Im Rahmen meines Schulmanagementstudiums musste ich zwei Praktika absolvieren. Das eine machte ich bei der Firma Raytheon und das zweite in der Schule, wo ich die organisatorischen Abläufe, wie Personalgewinnung, Stundenverteilung und Stundenplanung begleiten konnte. Es war sehr interessant mal zwei Welten – freie Wirtschaft und Schule – detaillierter kennenzulernen und miteinander zu vergleichen.
In meinem Fazit möchte ich einige Bereiche der im Praktikumsbericht ausführlich dargestellten Beobachtungen bei der Firma Raytheon und in der Schule einander gegenüberstellen und sie vergleichen. Diese beziehen sich im schulischen Bereich nicht nur auf die schwerpunktartigen Erlebnisse aus dem Praktikum sondern auf auf andere Bereiche, die ich in meiner Arbeit an der Schule bzw. Einblicke, die ich als örtliche Personalrätin gewonnen habe.
Da es sich bei der Firma Raytheon um einen ISO 9001 zertifizierten Betrieb handelt, möchte ich meinen vergleichenden Beobachtungen und Schlussfolgerungen einzelne Bereiche der ISO 9001 zugrunde legen.

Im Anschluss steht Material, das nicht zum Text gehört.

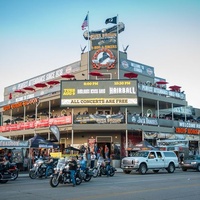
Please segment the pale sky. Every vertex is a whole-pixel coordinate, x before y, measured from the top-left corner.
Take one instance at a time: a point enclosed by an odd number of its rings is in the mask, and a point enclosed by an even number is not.
[[[5,87],[80,60],[88,11],[90,31],[118,15],[120,50],[200,108],[200,0],[0,0],[0,101]]]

Personen (personelle Ressourcen)
Bei meinen Gesprächen mit Verantwortlichen bei Raytheon ergaben sich für mich ebenfalls Einblicke in die Auswahl von Personal und die Abläufe in Bezug auf Mitarbeitergespräche und Zielvereinbarungen. Die Auswahl von Personal findet in einem wirtschaftlich arbeitenden Betrieb wie Raytheon viel stärker nach Kriterien wie Ausbildungsschwerpunkte, Mehrwert für die Abteilung und Engagement für die Firma statt, als das in Schule der Fall ist. Das ist vor allem auch deshalb möglich, da in der Wirtschaft eine weitaus höhere Autonomie im Einstellungsverfahren herrscht, man auf eine langfristige Zusammenarbeit Wert legt und Mitarbeiter auch wieder entlassen werden können, wenn sie den Anforderungen nicht gerecht werden. Diese Möglichkeiten hat Schule nicht, da die Einstellungsmöglichkeiten von allerlei Sachzwängen, wie befristete Stellenfreigabe und so gut wie keinen Alternativen bei Nichtpassung betroffen sind. Das hat zur Folge, dass ein Schulleiter sich weder sein perfektes Kollegium mit Blick auf die Bedürfnisse der „Kunden“ zusammenstellen kann. Darüber hinaus ist die Definition des „Kundens“ in Schule sehr komplex und nicht nur auf den einzelnen Schüler zu übertragen.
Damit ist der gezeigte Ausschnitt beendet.